CİNSEL HAZ NEDENİYLE ÖLEN FARE
Fareler üzerinde yapılan bir deneyden bahseden Yrd. Doç. Çetin, kurulan düzenekle düğmeye basarak cinsel haz alan farenin, yemek yemek yerine sürekli cinsel haz düğmesine bastığını ve bu nedenle açlıktan öldüğünü söyledi.

SİBER ZORBALIK
İnternetin Diğer Yüzü semireninin konuşmacılarından Doç. Dr. Osman Tolga Arıcak, ‘Siber Zorbalık’ konusunu açıkladı.

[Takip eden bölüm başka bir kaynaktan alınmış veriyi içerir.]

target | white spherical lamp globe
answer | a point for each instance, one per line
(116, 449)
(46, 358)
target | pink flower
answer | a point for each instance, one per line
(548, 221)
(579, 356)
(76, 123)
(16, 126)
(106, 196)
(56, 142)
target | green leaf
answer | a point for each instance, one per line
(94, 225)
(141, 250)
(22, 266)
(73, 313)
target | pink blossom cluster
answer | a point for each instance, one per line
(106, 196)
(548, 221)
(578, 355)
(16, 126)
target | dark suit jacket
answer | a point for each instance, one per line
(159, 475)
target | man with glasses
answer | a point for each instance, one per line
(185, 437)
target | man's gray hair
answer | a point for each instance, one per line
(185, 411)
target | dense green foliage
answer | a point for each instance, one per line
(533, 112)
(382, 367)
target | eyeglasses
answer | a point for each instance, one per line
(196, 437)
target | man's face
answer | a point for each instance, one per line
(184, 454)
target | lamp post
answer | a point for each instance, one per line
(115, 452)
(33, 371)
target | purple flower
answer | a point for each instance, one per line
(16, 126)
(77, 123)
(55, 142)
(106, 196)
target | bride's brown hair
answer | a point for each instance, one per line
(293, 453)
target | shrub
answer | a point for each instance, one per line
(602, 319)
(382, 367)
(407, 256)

Siber Zorbalık çeşitleri; “e-mail, Cep telefonu, Çağrı cihazı, Kısa mesaj, Karalayıcı kişisel web siteleri, Karalayıcı online kişisel oylama web siteleri” olarak açıklayan Arıcak, İstanbul’da yaptıkları bir araştırmadan örnekler verdi.

RAKAMLARLA SİBER ZORBALIK
İstanbul’da 4 okulda yaşları 12-19 arasında değişen 269 öğrenciyle yapılan araştırmanın sonuçlarını paylaşan Arıcak, ‘Siber Zorbalık’ın Türkiye’de de yaygın olduğunu  söyledi.

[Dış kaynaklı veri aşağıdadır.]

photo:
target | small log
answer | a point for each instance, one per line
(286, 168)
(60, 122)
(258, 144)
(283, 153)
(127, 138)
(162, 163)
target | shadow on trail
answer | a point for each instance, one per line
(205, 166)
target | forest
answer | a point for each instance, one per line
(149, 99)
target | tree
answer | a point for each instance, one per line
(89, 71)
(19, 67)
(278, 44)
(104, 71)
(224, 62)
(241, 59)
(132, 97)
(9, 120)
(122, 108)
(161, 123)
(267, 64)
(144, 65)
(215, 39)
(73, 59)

Yapılan araştırmadan bazı veriler şöyle:
- Öğrencilerin %30.2’si internette şifrelerini diğer kişilerle paylaştıklarını belirtmiştir.
- Öğrencilerin % 36.1’i internette istenmeyen davranışlarla karşılaştıklarını belirtmiştir.
- Öğrencilerin % 23.7’si cep telefonuyla rahatsız edildiklerini belirtmiştir.
- Öğrencilerin %28’i istenmeyen SMS aldıklarını belirtmiştir.
- Öğrencilerin %49.4’ü siber zorbalık yapanların yakalanabileceklerini düşünüyor.
 -Öğrencilerin %40.1’i bu tür davranışlara maruz kaldığında kimden yardım isteyeceğini biliyor.

Sonuç
- Kızların %10.4’ü ve erkeklerin %13.4’ü hem siber zorba hem de siber mağdurdur.
- Öğrencilerin %35.7’si (%19 erkek ve %16.7 kız) siber zorbadır.
- Öğrencilerin %5.9’u (%2.6 kız ve %3.3 erkek) siber mağdurdur.